Für Anbieter bedeutet das: Sie müssen dafür sorgen, dass ihre Angebote von Menschen mit Behinderungen gleichberechtigt genutzt werden können.
Welche Produkte im stationären Umfeld sind betroffen?
Das BFSG nennt ausdrücklich eine Reihe von Produkten, die künftig barrierefrei gestaltet sein müssen – insbesondere, wenn sie der allgemeinen Nutzung durch Verbraucher:innen dienen. Dazu gehören:
- Bankautomaten, Bezahlterminals und Selbstbedienungskioske (z. B. in Supermärkten, Bahnhöfen, Apotheken)
- Fahrkartenautomaten im ÖPNV oder Fernverkehr
- Geldautomaten
- Smartphones, E-Book-Reader, Computer – inklusive Verpackung, Anleitung und Benutzeroberfläche
- Geräte für Telekommunikation und Messaging
Wichtig: Die Barrierefreiheit betrifft nicht nur die technische Ausstattung. Auch Bedienungsanleitungen, Verpackungen und Hilfestellungen vor Ort müssen verständlich und zugänglich sein.
Anforderungen an barrierefreie Produkte
Ein Produkt gilt nur dann als barrierefrei, wenn Menschen mit verschiedenen Behinderungen es selbstständig und ohne fremde Hilfe nutzen können. Das kann je nach Produkt folgende Anforderungen bedeuten:
- Tastbare Bedienelemente mit fühlbarer Beschriftung (z. B. Braille oder Pyramidenschrift)

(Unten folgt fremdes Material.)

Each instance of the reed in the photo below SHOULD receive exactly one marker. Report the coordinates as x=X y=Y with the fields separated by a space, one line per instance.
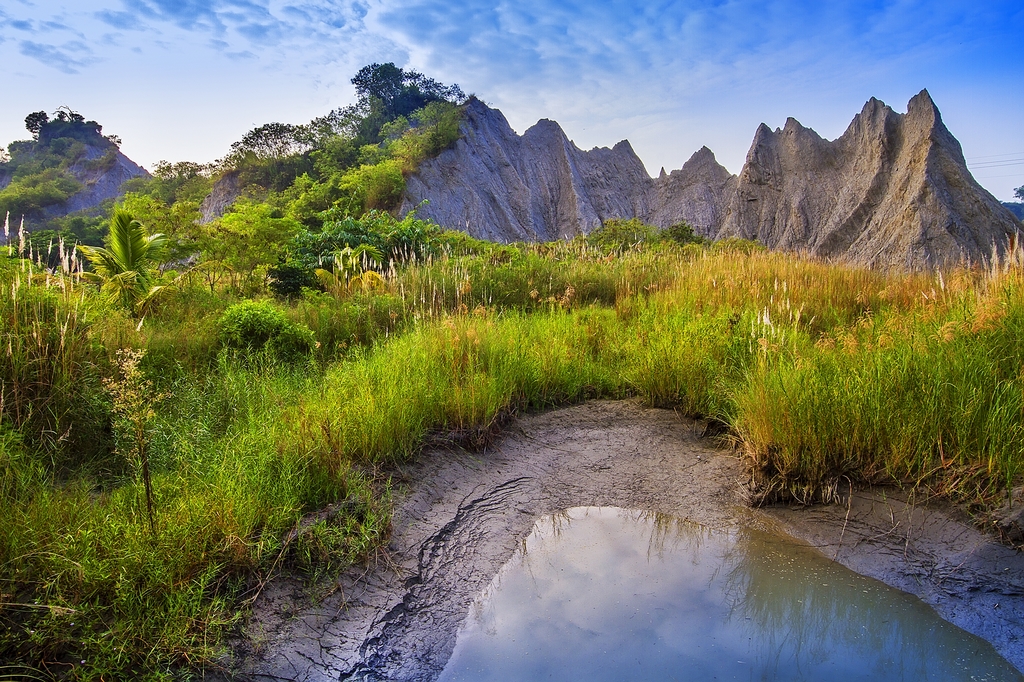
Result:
x=823 y=374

- Akustische Rückmeldungen oder Sprachausgabe
- Visuelle Anzeigen mit hohem Kontrast und großer Schrift
- Anschlussmöglichkeiten für Kopfhörer oder Hörhilfen
- Strukturierte, verständliche Bedienungsanleitungen in einfacher Sprache oder barrierefreiem PDF
- Vermeidung rein visueller oder auditiver Informationen ohne Alternativen
Die Grundlage für diese Anforderungen bildet die europäische Norm EN 301 549, ergänzt durch nationale Vorschriften und technische Spezifikationen.

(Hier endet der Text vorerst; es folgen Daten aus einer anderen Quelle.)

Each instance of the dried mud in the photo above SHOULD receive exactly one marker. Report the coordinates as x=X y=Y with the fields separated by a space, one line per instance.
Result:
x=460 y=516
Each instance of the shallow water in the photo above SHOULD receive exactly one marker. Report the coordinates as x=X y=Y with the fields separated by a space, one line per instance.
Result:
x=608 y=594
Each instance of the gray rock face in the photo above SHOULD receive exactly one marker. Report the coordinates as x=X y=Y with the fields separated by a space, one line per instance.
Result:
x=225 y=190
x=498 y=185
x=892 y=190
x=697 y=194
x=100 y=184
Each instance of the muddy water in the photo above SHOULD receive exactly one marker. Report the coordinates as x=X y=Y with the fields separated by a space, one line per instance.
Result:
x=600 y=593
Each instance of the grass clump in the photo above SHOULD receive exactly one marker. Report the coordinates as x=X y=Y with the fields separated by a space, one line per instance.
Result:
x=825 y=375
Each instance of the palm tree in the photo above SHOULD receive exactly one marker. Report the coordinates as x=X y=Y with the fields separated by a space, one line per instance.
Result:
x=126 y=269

Dienstleistungen: Barrierefreiheit im Kundengespräch und Service
Auch Dienstleistungen im persönlichen Kontakt unterliegen künftig den Vorgaben des BFSG. Das betrifft unter anderem:
- Kundengespräche in Filialen (z. B. Banken, Verkehrsunternehmen, Versicherungen)
- Beratung an Automaten oder Verkaufsstellen
- Ticketverkauf, Buchungen und Verträge, wenn diese digital unterstützt werden
- Zugang zu Informationen und Formularen, z. B. bei Behörden oder Dienstleistern
Konkret heißt das:
- Mitarbeitende müssen geschult sein im Umgang mit Menschen mit Behinderung.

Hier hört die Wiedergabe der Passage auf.